Do contrário qual seria a resposta para o ataque visível da própria legalidade do sistema, como percebemos no caso do Pinheirinho ?
Fica evidente pela crise institucional entre União, Estado e Município no presente caso que para defender os interesses econômicos da burguesia o Estado capitalista passa por cima das próprias instâncias por ele criadas, quando seus objetivos não encontram respaldo nas normas.
Outro aspecto esclarecedor é que o Direito, como forma de regulamentação social, nada mais é do que algo para soar como legítimo para os interesses capitalistas, e quando confrontados com as suas limitações por ele mesmo impostas, tem que ser superadas desconsiderando-o, até porque não mais serve aos interesses aos quais foi destinado.
Não queremos dizer que nesse momento, o Direito tenha um lado progressista, pois absolutamente não se trata disso, mas como é um sistema que originariamente surge para disfarçar seu caráter de classe perante os trabalhadores e trabalhadoras, com uma imagem de neutralidade, cria contradições quando a própria superestrutura é rompida.
E no caso do Pinheirinho é exatamente isso que percebemos. A superestrutura jurídica em crise porque os interesses do capital não verificam mais como necessário o disfarce da imparcialidade e equilíbrio.

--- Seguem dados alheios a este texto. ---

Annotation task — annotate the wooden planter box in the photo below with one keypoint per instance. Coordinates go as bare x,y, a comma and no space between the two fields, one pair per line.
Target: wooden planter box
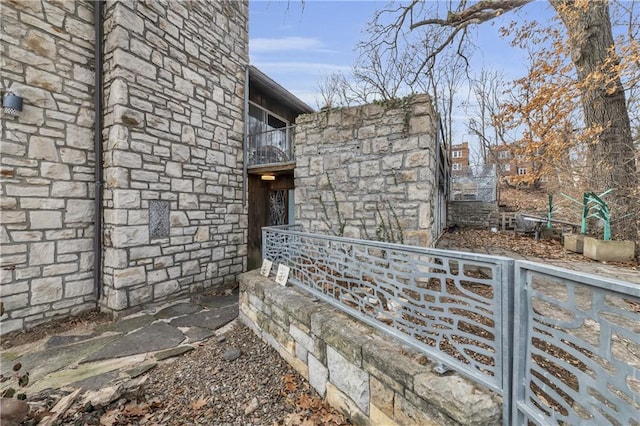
609,251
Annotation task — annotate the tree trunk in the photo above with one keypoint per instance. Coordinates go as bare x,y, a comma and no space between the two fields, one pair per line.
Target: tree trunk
612,156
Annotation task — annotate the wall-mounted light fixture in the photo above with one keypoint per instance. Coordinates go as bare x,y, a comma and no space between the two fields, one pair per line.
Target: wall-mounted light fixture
11,103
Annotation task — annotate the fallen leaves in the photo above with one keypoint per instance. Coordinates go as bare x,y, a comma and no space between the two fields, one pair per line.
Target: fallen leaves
199,404
309,408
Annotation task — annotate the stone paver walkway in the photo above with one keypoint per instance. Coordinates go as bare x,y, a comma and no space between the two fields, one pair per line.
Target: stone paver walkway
118,351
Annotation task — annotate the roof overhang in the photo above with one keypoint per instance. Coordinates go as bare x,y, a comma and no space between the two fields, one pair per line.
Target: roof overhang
275,90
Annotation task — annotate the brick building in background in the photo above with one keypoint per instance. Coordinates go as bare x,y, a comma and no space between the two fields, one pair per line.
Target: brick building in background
459,159
511,165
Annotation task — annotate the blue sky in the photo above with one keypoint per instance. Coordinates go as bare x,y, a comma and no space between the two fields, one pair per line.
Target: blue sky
297,44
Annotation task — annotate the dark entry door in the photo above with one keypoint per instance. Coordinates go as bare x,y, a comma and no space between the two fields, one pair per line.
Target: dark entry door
268,205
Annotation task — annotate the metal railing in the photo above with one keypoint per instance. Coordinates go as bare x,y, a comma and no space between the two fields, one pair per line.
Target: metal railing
271,147
577,348
576,335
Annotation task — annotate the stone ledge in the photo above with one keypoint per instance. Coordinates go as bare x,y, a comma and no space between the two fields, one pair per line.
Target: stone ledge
372,378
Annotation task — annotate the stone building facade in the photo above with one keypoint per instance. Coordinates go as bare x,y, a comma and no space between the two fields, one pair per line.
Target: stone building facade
171,191
371,172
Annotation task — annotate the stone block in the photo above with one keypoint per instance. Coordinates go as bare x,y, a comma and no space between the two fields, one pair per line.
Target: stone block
129,236
164,289
129,276
341,402
385,356
46,290
473,405
381,396
609,251
405,413
41,253
574,242
78,288
378,417
45,219
318,375
79,211
349,378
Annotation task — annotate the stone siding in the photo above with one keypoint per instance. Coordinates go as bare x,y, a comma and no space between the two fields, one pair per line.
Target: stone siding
372,378
47,161
377,162
473,214
173,124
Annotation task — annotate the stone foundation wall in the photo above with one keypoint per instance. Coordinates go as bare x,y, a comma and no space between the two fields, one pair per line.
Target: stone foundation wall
173,213
372,378
473,214
46,161
368,172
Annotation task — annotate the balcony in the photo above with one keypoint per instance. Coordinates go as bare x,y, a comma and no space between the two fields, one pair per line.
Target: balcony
273,148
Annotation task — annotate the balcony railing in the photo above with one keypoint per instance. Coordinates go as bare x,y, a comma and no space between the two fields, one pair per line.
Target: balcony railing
273,147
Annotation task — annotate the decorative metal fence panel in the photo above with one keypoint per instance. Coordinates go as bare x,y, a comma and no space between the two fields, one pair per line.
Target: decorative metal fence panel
577,351
450,305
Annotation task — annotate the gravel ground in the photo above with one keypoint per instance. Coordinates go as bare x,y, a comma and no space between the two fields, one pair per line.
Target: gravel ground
203,387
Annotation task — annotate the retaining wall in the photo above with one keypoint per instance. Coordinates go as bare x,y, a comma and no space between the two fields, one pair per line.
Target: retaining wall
371,377
473,214
368,171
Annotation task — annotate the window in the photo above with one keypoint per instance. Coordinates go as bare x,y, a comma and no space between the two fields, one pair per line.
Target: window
269,136
261,120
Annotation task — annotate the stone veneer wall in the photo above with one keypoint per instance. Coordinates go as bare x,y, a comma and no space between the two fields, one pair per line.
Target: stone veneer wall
370,157
174,83
173,125
47,161
372,378
473,214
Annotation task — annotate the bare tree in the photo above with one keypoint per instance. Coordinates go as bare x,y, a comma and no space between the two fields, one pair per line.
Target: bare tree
332,90
484,109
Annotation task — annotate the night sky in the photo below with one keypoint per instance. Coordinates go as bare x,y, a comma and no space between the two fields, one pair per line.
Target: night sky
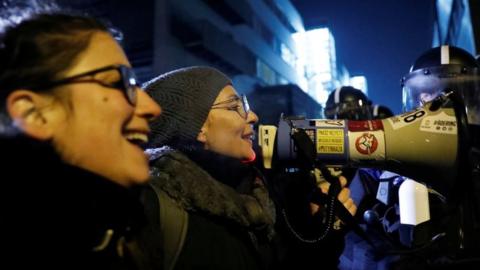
379,39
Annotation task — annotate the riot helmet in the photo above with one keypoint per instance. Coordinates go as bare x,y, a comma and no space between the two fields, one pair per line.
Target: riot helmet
347,102
381,112
443,68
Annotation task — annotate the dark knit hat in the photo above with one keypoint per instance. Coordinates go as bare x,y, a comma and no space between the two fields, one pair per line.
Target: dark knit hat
186,96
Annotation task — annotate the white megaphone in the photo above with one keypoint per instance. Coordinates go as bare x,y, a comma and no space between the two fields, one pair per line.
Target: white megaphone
422,144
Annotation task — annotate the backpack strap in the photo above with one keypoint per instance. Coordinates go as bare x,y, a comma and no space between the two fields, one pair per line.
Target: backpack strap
173,228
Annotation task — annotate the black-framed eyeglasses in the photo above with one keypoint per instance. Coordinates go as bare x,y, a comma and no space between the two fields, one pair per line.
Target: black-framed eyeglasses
237,103
127,84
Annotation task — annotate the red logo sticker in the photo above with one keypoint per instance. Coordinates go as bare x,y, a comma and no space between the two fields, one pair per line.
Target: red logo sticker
366,144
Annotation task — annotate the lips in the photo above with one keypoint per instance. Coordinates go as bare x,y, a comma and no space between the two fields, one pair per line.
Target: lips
249,136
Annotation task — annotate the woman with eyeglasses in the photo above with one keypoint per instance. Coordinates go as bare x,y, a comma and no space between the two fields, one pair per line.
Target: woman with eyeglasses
211,206
73,119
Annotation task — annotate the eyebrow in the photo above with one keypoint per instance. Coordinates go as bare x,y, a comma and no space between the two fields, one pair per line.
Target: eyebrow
231,98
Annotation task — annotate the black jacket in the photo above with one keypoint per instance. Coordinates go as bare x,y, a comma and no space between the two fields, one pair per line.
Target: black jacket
56,216
222,232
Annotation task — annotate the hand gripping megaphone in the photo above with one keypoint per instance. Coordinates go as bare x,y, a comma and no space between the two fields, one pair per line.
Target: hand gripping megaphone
422,144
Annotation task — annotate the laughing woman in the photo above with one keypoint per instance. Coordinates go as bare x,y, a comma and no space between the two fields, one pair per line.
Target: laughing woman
72,117
224,217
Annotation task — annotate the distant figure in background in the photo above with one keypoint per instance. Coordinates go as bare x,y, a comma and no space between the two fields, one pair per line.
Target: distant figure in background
381,112
358,254
349,103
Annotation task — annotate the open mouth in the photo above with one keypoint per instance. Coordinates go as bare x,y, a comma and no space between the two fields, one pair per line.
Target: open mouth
249,137
137,138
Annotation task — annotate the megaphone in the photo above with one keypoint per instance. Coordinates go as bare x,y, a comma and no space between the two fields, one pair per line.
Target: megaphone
422,144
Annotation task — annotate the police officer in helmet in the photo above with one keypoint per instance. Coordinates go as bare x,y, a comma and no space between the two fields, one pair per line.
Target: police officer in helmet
435,71
349,103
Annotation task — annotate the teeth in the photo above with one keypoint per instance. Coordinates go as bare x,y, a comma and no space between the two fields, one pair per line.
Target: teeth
136,136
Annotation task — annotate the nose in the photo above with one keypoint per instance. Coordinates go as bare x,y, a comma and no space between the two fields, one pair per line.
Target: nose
252,117
146,106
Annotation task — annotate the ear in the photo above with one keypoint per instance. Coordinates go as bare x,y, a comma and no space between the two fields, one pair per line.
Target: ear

Para isso, a própria organização e promoção dos juízes para instâncias superiores já demonstram como conseguem afrontar a legalidade por meio de seus interesses, elegendo, por exemplo, familiares de coronéis e verdadeiros representantes da burguesia. É só verificar que o representante do Tribunal de Justiça é nada menos do que o parente do Deputado cujo partido é o mesmo do Prefeito de São José dos Campos.
A alternativa necessária
Diante do exposto, a conclusão que tiramos é que são legítimas tentativas de articulação com Superior Tribunal de Justiça para por um ponto final na arbitrariedade da Prefeitura no presente caso, ou também com a impetração de habeas corpus aos presos durante a ofensiva da Polícia Militar, mas apenas com isso o movimento por moradia e a classe trabalhadora sofrerão duras derrotas, pois no momento em que a população do Pinheirinho mais se sentia reconfortada com a decisão judicial proferida, desativando as barricadas, armas improvisadas, foi quando a repressão utilizou-se dos meios do sistema para atacar as pessoas.

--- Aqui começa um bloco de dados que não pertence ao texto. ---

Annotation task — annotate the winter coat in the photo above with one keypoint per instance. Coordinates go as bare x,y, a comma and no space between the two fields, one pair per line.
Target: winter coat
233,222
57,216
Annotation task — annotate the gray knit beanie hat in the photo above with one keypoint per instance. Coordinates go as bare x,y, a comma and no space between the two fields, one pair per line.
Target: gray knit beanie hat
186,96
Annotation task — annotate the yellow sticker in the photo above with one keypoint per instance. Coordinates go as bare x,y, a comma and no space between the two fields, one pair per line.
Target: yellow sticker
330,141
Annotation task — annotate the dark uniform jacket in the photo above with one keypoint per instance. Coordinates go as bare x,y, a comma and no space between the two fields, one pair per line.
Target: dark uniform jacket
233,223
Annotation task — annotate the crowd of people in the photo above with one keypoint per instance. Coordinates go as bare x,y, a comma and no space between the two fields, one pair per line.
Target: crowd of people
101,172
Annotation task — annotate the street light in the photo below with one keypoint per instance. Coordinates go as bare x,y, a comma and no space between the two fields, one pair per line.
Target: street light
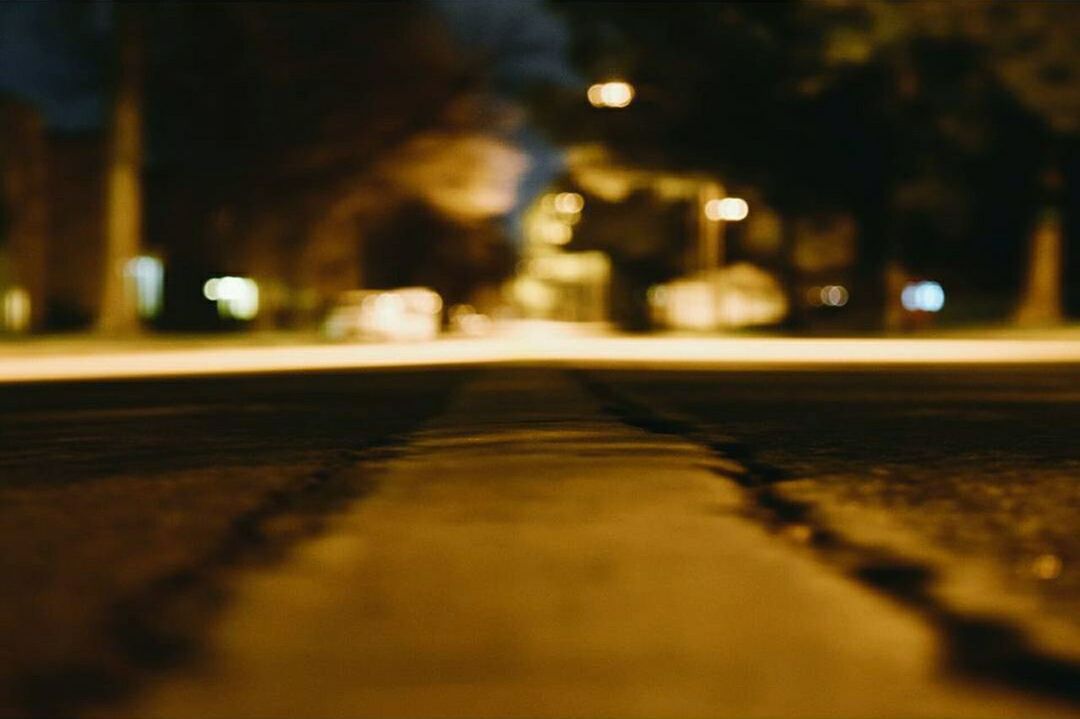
731,209
613,94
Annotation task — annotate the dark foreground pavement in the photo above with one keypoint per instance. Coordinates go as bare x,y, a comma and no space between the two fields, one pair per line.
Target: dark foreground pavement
527,542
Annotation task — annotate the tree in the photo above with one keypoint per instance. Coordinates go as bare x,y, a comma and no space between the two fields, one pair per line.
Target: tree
894,112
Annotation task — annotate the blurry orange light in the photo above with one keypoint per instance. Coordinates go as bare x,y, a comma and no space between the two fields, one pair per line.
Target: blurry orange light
610,94
569,203
731,209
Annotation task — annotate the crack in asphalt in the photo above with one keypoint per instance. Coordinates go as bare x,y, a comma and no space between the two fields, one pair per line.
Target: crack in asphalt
161,625
983,649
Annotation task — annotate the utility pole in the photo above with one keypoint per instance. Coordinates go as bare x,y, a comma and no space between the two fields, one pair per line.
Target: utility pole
123,201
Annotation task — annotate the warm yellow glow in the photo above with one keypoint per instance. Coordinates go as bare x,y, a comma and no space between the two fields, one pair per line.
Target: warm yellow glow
586,351
730,209
615,94
1047,567
556,233
569,203
237,297
16,310
833,296
148,275
408,314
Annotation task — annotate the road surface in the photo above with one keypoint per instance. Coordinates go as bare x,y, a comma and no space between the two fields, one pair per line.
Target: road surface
543,542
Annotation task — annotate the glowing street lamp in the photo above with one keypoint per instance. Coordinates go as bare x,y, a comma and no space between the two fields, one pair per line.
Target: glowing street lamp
731,209
615,94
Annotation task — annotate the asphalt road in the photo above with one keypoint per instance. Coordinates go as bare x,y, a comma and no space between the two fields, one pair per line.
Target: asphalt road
126,507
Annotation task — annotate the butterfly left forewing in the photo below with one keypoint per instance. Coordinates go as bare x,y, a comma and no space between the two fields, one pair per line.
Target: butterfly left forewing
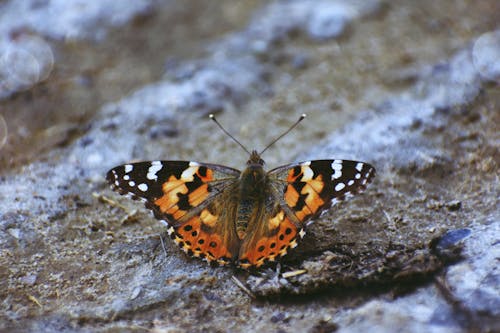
309,188
192,198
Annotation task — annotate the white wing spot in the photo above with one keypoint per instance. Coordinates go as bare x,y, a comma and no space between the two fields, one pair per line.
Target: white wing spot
170,230
337,169
339,187
307,173
188,174
153,170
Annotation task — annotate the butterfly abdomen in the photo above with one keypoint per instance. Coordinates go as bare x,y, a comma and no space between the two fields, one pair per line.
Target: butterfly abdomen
251,195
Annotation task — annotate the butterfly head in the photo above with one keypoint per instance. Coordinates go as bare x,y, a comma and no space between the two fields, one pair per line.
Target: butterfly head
255,160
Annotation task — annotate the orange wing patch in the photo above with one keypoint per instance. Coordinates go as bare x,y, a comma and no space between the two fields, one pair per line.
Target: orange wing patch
268,248
187,191
196,241
303,191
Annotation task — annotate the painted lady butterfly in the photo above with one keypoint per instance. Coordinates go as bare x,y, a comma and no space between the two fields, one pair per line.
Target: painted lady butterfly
247,218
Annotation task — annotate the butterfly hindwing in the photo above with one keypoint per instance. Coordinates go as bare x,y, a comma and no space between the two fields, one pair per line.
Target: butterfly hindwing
298,193
212,215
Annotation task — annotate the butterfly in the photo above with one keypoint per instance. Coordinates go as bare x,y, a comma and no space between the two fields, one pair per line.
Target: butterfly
247,217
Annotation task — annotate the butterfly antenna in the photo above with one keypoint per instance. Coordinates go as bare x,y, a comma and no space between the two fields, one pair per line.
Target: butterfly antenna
285,133
228,134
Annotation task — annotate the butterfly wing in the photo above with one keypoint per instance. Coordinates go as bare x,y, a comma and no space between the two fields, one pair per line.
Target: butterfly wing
300,192
310,188
192,198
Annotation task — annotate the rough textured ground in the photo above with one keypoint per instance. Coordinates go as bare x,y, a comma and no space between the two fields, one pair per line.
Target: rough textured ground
411,88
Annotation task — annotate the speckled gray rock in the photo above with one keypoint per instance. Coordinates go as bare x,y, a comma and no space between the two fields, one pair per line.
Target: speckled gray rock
76,258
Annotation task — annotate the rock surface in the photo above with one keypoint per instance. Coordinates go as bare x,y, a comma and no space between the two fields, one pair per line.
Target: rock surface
411,88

Utilizar as brechas do sistema em favor da classe trabalhadora é algo positivo, mas considerar que isso basta é um equívoco que diz respeito a estratégica que se propõe, no caso o reformismo, uma vez que acredita que as próprias instituições burguesas podem ser emancipatórias.

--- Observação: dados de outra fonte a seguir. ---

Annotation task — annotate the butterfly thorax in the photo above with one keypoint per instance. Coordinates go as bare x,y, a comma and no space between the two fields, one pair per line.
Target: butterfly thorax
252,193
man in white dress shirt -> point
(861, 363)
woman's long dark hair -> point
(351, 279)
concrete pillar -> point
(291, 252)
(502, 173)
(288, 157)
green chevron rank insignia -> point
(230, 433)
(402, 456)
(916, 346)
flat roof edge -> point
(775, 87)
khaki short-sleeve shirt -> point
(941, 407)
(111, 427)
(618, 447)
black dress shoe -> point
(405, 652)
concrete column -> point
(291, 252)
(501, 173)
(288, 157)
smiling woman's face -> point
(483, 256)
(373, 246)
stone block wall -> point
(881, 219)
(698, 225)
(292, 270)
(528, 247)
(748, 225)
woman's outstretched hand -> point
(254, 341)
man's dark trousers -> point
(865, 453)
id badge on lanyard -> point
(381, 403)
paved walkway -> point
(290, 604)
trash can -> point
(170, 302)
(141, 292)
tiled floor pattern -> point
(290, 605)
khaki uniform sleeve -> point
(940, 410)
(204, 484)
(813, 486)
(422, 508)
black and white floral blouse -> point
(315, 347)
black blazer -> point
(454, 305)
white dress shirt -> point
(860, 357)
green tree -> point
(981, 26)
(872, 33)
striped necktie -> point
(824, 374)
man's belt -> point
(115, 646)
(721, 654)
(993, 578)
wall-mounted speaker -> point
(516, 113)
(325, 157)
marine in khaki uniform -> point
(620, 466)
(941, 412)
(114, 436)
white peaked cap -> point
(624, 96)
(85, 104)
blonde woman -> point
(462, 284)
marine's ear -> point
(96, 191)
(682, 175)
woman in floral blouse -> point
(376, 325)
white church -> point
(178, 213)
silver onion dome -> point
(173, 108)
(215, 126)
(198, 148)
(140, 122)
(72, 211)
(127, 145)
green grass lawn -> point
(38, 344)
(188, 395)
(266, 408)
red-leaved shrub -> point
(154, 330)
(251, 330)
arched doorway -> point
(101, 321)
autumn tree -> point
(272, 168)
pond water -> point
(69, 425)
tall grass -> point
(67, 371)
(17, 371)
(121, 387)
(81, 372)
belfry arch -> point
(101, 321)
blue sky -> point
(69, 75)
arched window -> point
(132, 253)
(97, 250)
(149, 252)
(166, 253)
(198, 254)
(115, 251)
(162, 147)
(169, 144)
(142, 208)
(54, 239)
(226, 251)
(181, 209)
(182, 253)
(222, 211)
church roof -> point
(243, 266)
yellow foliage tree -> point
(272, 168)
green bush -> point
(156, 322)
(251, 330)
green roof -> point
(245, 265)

Nesse sentido, reafirmamos nosso compromisso com a luta pelos que estão sofrendo com a reintegração de posse perpetrada pela Polícia Militar a mando da Prefeitura por meio da ordem da juíza que deferiu a liminar da reintegração.
Mas ressaltamos que o momento atual necessita de unidade dos setores combativos de esquerda como forma de articular uma pauta comum que coloque todos os trabalhadores em ação na defesa por direitos básicos, insistentemente atacados pelos governos municipais, estaduais e federal.
Portanto, nós da LSR reivindicamos a construção de um pólo de esquerda que esteja a serviço da luta de classes ao lado dos trabalhadores e trabalhadoras que vivem na região do Pinheirinho, que segundo estimativas é a maior ocupação da América Latina.
Esse fato traz consigo a necessidade de planejar a inserção não só nacional, mas buscando apoio internacional, tal como o CIT propõe, de forma a ampliar a luta por moradia no mundo todo, tendo como parâmetro a resistência da população do Pinheirinho, tirando as lições essenciais para a construção de uma ampla organização em defesa da habitação digna para todos.
Por isso reafirmamos:
• Contra o massacre e a desocupação do Pinheirinho!
• Pelo direito à moradia!
• Pela prisão dos responsáveis pelo massacre no Pinheirinho!